I interpret "doing all the rest of it" as including quality assurance for the private provider. As I understand the position, the Bill provides for a quality assurance programme--not regulation--for the NHS. My interpretation of the shadow health secretary's approach is that the private supplier of services would provide and fund its own quality assurance programmes. It seems slightly odd that the amendments now appear to ask the taxpayer to provide and fund quality assurance programmes for private suppliers. I should be grateful if the noble Earl could reconcile those two points of view.

11.45 p.m.

Earl Howe: I am grateful to the noble Lord for giving way. I do not think there is any difficulty here. I think what my right honourable friend was talking about on the programme the noble Lord mentioned was essentially an extended PFI scheme. There is no suggestion in these amendments that the taxpayer should have to fund quality assurance in the private sector. That is a matter that would have to be addressed when the time came if the principle was agreed by the Government. I do not see anything too horrendous in the thought that the private sector should pay for what it gets.

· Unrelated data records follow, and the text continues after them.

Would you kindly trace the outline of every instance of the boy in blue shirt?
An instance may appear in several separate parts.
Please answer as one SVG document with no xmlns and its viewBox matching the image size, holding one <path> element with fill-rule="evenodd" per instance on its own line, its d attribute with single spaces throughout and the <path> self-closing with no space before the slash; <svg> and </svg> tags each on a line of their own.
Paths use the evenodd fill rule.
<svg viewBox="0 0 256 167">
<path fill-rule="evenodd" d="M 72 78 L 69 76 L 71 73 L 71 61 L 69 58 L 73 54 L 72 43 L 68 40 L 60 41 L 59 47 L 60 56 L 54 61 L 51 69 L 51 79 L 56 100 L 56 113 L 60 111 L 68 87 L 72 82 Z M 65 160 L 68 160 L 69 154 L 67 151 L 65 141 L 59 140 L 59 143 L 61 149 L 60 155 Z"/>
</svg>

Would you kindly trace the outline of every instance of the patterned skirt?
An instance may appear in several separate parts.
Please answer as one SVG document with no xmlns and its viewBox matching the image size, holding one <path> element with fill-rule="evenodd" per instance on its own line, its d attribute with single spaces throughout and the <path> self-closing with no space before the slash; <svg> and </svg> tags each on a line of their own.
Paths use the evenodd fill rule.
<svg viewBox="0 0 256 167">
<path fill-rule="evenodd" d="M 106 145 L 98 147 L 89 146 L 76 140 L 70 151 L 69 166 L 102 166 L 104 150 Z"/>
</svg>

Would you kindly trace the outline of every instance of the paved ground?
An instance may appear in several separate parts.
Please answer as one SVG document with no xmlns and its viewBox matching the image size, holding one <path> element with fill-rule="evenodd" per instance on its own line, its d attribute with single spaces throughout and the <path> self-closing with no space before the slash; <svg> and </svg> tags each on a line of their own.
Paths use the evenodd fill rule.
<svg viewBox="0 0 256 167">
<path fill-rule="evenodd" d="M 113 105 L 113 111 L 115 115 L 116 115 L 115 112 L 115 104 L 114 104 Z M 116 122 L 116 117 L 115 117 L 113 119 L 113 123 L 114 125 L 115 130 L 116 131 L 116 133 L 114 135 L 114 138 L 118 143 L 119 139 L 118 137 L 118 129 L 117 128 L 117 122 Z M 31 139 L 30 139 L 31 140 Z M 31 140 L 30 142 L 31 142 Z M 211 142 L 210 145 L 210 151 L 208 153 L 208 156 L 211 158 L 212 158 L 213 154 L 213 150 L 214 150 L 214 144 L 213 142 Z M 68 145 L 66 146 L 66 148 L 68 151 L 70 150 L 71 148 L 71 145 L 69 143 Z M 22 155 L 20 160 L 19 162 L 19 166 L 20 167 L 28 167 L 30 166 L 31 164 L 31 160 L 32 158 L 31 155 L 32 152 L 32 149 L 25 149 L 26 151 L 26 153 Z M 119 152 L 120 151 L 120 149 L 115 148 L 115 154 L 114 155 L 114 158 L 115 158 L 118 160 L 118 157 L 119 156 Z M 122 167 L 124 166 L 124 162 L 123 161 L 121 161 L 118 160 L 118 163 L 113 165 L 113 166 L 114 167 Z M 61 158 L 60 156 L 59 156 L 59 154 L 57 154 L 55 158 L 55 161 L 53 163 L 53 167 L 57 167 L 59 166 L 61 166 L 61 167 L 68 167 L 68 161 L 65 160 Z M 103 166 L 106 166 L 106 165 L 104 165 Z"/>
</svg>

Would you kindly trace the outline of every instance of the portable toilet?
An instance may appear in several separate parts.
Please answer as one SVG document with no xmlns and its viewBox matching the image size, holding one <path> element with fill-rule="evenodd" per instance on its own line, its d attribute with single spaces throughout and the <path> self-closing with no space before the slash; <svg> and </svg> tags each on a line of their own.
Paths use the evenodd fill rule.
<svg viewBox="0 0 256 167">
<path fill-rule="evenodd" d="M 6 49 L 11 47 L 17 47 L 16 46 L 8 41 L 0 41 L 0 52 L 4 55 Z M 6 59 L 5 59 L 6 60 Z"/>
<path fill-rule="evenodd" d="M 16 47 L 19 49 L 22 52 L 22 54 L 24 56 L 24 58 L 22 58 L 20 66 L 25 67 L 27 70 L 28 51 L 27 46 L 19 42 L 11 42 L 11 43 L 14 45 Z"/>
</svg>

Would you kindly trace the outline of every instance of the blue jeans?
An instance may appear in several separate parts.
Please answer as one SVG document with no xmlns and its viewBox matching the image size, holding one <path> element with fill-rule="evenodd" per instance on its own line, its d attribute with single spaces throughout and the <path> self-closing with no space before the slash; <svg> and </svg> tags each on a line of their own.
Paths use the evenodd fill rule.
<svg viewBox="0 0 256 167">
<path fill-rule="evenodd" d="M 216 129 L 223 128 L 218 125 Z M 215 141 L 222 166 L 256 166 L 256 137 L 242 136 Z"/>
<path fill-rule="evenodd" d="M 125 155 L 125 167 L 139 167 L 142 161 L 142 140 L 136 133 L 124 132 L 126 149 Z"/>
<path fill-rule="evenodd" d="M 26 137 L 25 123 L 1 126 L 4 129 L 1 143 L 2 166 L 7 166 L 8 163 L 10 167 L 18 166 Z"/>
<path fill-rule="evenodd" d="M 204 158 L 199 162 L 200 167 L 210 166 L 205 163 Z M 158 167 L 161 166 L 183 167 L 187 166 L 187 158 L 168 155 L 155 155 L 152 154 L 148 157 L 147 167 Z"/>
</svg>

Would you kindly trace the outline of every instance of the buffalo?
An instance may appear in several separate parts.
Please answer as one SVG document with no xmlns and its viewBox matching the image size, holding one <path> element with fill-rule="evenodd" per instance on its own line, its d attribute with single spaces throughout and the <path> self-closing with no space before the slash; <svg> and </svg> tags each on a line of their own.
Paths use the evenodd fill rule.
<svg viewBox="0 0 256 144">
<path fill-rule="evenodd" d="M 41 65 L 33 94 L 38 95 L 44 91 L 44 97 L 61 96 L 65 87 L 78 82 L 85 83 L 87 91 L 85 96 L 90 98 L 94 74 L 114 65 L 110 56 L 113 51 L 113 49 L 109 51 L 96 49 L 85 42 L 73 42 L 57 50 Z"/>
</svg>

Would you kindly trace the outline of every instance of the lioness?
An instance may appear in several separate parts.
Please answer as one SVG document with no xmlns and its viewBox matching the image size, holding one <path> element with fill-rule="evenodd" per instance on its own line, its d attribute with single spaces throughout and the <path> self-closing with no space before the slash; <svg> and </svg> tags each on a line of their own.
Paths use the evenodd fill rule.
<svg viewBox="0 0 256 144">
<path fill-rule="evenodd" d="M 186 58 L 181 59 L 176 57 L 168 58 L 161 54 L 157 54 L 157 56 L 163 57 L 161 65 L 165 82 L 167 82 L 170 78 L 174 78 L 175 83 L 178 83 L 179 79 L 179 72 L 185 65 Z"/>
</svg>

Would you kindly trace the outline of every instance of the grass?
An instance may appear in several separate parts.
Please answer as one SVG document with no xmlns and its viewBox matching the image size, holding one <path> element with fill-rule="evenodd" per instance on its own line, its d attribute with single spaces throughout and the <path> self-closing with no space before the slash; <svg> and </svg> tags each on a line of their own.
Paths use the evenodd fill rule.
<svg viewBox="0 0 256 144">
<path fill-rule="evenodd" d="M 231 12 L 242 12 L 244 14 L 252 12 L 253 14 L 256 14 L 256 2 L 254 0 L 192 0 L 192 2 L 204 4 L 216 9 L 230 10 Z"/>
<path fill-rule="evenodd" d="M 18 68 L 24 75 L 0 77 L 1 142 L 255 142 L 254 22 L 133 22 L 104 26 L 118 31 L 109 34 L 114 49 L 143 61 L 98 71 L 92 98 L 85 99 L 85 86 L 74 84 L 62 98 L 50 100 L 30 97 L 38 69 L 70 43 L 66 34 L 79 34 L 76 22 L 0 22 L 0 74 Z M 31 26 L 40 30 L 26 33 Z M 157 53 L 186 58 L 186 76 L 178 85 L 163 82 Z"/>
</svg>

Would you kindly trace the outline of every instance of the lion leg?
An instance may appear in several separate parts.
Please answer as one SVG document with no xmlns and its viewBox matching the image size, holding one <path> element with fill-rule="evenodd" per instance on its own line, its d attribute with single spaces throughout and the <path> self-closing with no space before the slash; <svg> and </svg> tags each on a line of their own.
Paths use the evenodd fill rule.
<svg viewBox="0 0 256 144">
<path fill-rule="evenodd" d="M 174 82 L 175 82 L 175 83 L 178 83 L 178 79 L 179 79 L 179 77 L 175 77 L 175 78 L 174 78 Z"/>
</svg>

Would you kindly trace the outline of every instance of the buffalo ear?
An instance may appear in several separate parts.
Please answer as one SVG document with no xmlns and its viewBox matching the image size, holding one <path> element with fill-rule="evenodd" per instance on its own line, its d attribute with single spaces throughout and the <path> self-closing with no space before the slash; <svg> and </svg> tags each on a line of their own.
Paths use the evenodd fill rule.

The point I sought to make through the amendments is it makes total sense, I believe, for there to be a unitary framework of regulation covering both the private and public healthcare sectors. That really does not relate to the point that my right honourable friend mentioned when she was trying to address the question of how we can meet demand for healthcare in the country, which is a separate issue.

Baroness Hayman: We have had a useful debate on a set of amendments which, if taken in total--if I may summarise the position broadly--would make the provisions in relation to the duty of quality and clinical governance and the role of the commission for health improvement, apply equally to the independent sector and to the NHS. I recognise the concerns that have been expressed about ensuring quality in the independent sector, in particular the concern about the protection of vulnerable groups of patients who for a variety of reasons look to that sector for their care.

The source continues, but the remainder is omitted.